2. Görev ve sorumluluklar da yükleyen bu özgürlüklerin kullanılması, yasa ile öngörülen ve demokratik bir toplumda ulusal güvenliğin, toprak bütünlüğünün yahut kamu güvenliğinin korunması, kamu tertibinin sağlanması ve hata işlenmesinin önlenmesi, sıhhatin yahut ahlakın, oburlarının şöhret ve haklarının korunması, kapalı bilgilerin yayılmasının önlenmesi yahut yargı erkinin yetki ve tarafsızlığının teminat altına alınması için gerekli olan kimi formaliteler, şartlar, sınırlamalar yahut yaptırımlara tabi tutulabilir.
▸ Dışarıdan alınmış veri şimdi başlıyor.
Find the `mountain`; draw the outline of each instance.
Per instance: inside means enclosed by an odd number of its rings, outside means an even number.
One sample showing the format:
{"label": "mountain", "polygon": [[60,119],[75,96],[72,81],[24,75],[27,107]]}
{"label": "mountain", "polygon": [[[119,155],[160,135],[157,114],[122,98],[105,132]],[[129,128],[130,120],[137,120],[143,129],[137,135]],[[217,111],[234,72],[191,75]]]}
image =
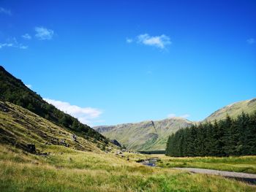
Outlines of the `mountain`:
{"label": "mountain", "polygon": [[27,88],[0,66],[0,100],[20,106],[45,118],[56,126],[90,139],[108,142],[105,137],[78,119],[47,103],[37,93]]}
{"label": "mountain", "polygon": [[104,142],[90,142],[28,110],[3,101],[0,101],[0,144],[38,155],[45,148],[56,146],[102,153],[97,145],[105,145]]}
{"label": "mountain", "polygon": [[192,122],[181,118],[147,120],[94,128],[110,139],[116,139],[128,149],[135,150],[165,150],[169,135]]}
{"label": "mountain", "polygon": [[256,98],[227,105],[207,117],[203,122],[224,119],[228,115],[235,118],[242,112],[252,114],[256,110]]}

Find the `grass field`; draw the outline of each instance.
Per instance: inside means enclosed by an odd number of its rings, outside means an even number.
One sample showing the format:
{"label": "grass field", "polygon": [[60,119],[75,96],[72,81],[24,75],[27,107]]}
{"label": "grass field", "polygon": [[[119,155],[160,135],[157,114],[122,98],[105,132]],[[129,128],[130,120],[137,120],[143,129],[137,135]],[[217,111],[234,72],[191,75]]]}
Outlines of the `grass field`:
{"label": "grass field", "polygon": [[54,145],[45,151],[50,155],[42,157],[0,145],[1,191],[256,191],[238,181],[144,166],[112,153]]}

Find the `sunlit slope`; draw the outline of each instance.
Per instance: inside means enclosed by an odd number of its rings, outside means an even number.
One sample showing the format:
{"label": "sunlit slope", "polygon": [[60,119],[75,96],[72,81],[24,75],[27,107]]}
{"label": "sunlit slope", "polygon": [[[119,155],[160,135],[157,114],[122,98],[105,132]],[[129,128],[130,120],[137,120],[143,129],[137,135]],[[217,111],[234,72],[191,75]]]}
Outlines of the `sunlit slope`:
{"label": "sunlit slope", "polygon": [[0,191],[255,191],[218,176],[143,166],[110,153],[48,145],[45,157],[0,144]]}
{"label": "sunlit slope", "polygon": [[169,135],[192,122],[180,118],[112,126],[94,127],[95,130],[110,138],[117,139],[128,149],[136,150],[165,150]]}
{"label": "sunlit slope", "polygon": [[1,66],[0,66],[0,100],[27,109],[67,130],[94,137],[98,141],[106,141],[102,135],[89,126],[81,123],[78,119],[44,101],[39,94],[27,88],[20,80],[7,72]]}
{"label": "sunlit slope", "polygon": [[45,148],[52,145],[102,153],[99,148],[104,143],[89,137],[86,139],[78,136],[75,141],[72,131],[21,107],[0,101],[0,143],[25,150],[28,150],[27,145],[35,145],[37,153],[45,153]]}
{"label": "sunlit slope", "polygon": [[242,112],[251,114],[255,110],[256,98],[227,105],[212,113],[203,121],[219,120],[225,118],[227,115],[231,118],[236,118]]}

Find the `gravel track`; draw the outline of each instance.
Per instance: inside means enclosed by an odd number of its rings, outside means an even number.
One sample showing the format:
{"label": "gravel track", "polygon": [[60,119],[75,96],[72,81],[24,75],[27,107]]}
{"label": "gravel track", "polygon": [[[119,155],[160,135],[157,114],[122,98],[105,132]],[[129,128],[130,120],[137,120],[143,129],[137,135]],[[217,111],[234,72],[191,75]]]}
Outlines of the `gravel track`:
{"label": "gravel track", "polygon": [[218,171],[218,170],[214,170],[214,169],[199,169],[199,168],[173,168],[173,169],[187,171],[192,173],[220,175],[225,177],[229,177],[229,178],[237,179],[239,180],[247,181],[256,185],[256,174]]}

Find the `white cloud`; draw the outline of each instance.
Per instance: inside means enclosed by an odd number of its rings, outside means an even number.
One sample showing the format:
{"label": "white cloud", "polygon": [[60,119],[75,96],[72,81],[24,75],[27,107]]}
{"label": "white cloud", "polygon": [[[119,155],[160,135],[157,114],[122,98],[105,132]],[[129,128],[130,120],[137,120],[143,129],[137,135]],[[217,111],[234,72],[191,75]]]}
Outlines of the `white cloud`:
{"label": "white cloud", "polygon": [[176,117],[176,115],[174,114],[174,113],[170,113],[170,114],[167,115],[167,117],[168,118],[172,118]]}
{"label": "white cloud", "polygon": [[189,114],[184,114],[184,115],[182,115],[180,116],[180,118],[184,118],[184,119],[187,119],[187,118],[189,118],[189,117],[190,117]]}
{"label": "white cloud", "polygon": [[154,46],[160,49],[164,49],[167,45],[171,44],[170,37],[165,34],[154,37],[150,36],[148,34],[140,34],[137,37],[137,39],[138,43]]}
{"label": "white cloud", "polygon": [[14,47],[14,48],[25,50],[25,49],[27,49],[29,47],[23,45],[21,43],[19,43],[17,41],[16,38],[14,37],[14,38],[8,39],[6,41],[6,42],[4,42],[4,43],[0,42],[0,49],[4,47]]}
{"label": "white cloud", "polygon": [[76,105],[72,105],[68,102],[46,98],[44,98],[43,99],[49,104],[54,105],[59,110],[78,118],[81,123],[89,124],[91,126],[94,122],[97,122],[99,120],[95,119],[99,118],[102,113],[101,110],[95,108],[80,107]]}
{"label": "white cloud", "polygon": [[35,37],[39,40],[50,40],[53,38],[54,31],[45,27],[35,27]]}
{"label": "white cloud", "polygon": [[167,115],[168,118],[184,118],[184,119],[187,119],[187,118],[190,117],[190,115],[189,114],[184,114],[180,116],[176,116],[176,114],[174,113],[170,113],[169,115]]}
{"label": "white cloud", "polygon": [[12,15],[12,12],[10,9],[4,9],[3,7],[0,7],[0,13],[4,13],[8,15]]}
{"label": "white cloud", "polygon": [[127,43],[131,43],[133,42],[133,39],[129,39],[129,38],[127,38]]}
{"label": "white cloud", "polygon": [[255,44],[256,42],[255,39],[254,38],[250,38],[246,40],[247,43],[249,44]]}
{"label": "white cloud", "polygon": [[24,38],[25,39],[31,39],[31,37],[29,34],[23,34],[21,37],[23,38]]}
{"label": "white cloud", "polygon": [[29,88],[32,88],[32,85],[29,85],[29,84],[25,84],[25,85],[26,87],[28,87]]}

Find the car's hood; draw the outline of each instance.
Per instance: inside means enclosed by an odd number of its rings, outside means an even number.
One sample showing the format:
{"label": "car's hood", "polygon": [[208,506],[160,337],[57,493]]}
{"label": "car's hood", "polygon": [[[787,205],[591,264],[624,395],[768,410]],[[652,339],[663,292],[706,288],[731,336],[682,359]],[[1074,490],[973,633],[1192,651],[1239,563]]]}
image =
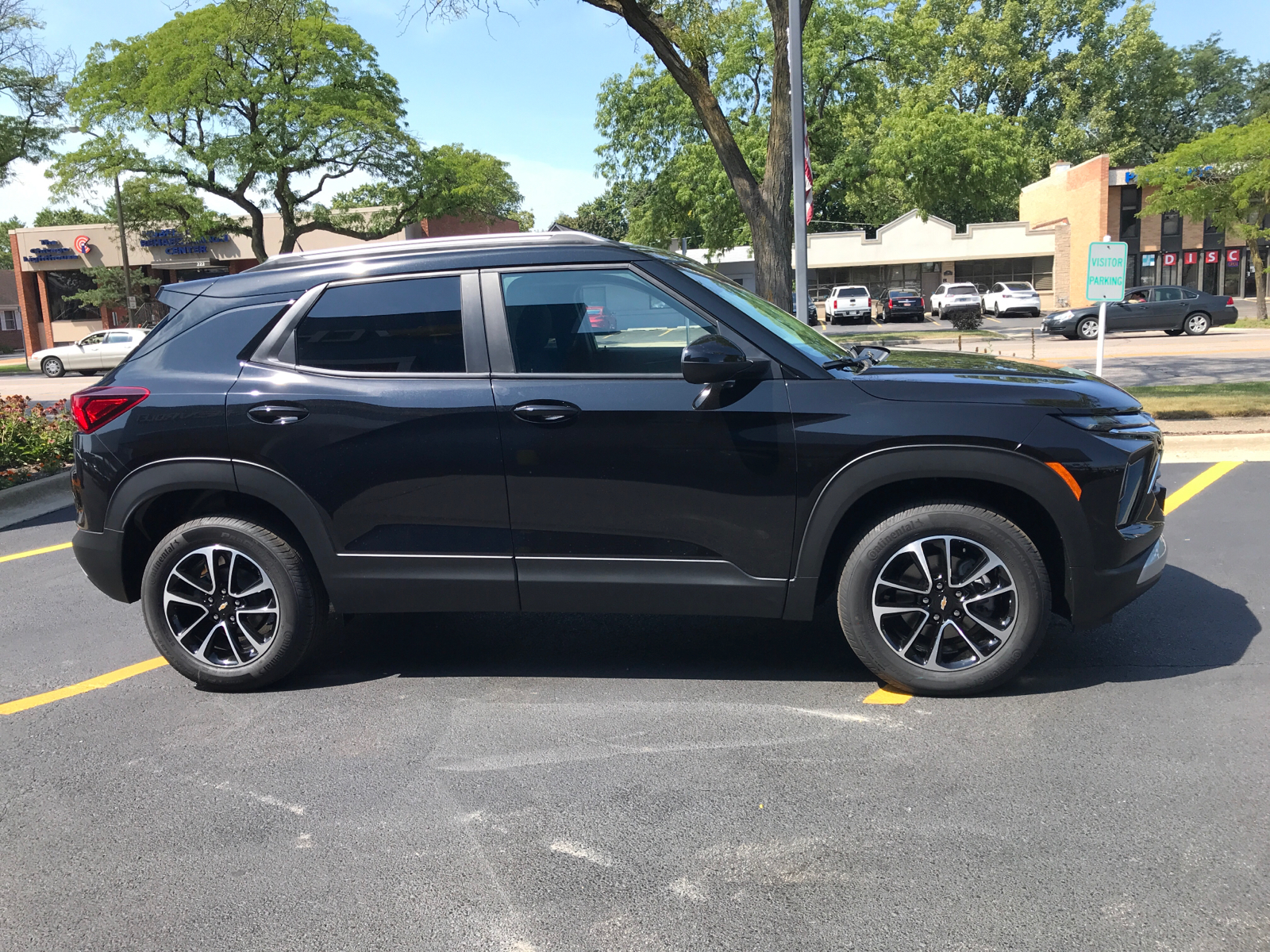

HANGİ HALLERDE BASIN YASAĞI GETİRİLİR?
Şu durumlar basın yasağına münasebet olabilir:
-
Hukuka aykırılık
-
Ulusal güvenliğin ve toprak bütünlüğünün tehdidi
-
Suç işlenmesinin önlenmesi
-
Sağlığın yahut ahlakın korunması
-
Şöhret ve hakların korunması
-
Gizli bilgilerin yayılmasının önlenmesi
-
Yargı gücünün tarafsızlığının teminat altına alınması
Ayrıca mahkeme, kamuoyuna mal olmuş şahısların ve bu çerçevede siyasetçilerin, halkın öğrenmesi ve bilmesi gereken konuşma ve davranışlarının, en değerlisi de demokratik bir tertipte öğrenilmesi gereken gerçeklerin engellenmemesi gerektiğine karar vermiştir. Mahkemeye nazaran, aksi uygulama demokratik toplumun aslı olan söz hürriyeti, haber alma ve tenkit haklarının özüne müdahale teşkil eder.
“KAMUYA MÂL OLMUL BİREYLER HAKKINDA BASIN YASAĞI GETİRİLMEMELİ”
Basın cürümlerine bakan Cumhuriyet Savcısı Asım Ekren’in Yayın Yasağının Yasal Desteği ve Yaptırımı isimli makalesine nazaran olağan vatandaşlar ile siyasetçi ve kamuya mâl olmuş şahıslar hakkındaki davalar birbirinden ayrılmalı ve yayın yasağı ona nazaran verilmelidir. Makalede belgedeki taraflardan biri siyasi kişilik yahut ünlüyse bu bireyler hakkındaki haberlere yayın yasağı getirilmemesi gerektiği vurgulanıyor. Ekren, “Bu sıfattaki şahıslarla ilgili olarak toplumun haber alma hakkı olduğu ve bunların daha fazla tenkide tahammül etmeleri ve bu açıdan basın özgürlüğünün daha geniş olması gerektiği kabul edilmiştir” sözlerine yer vermiştir.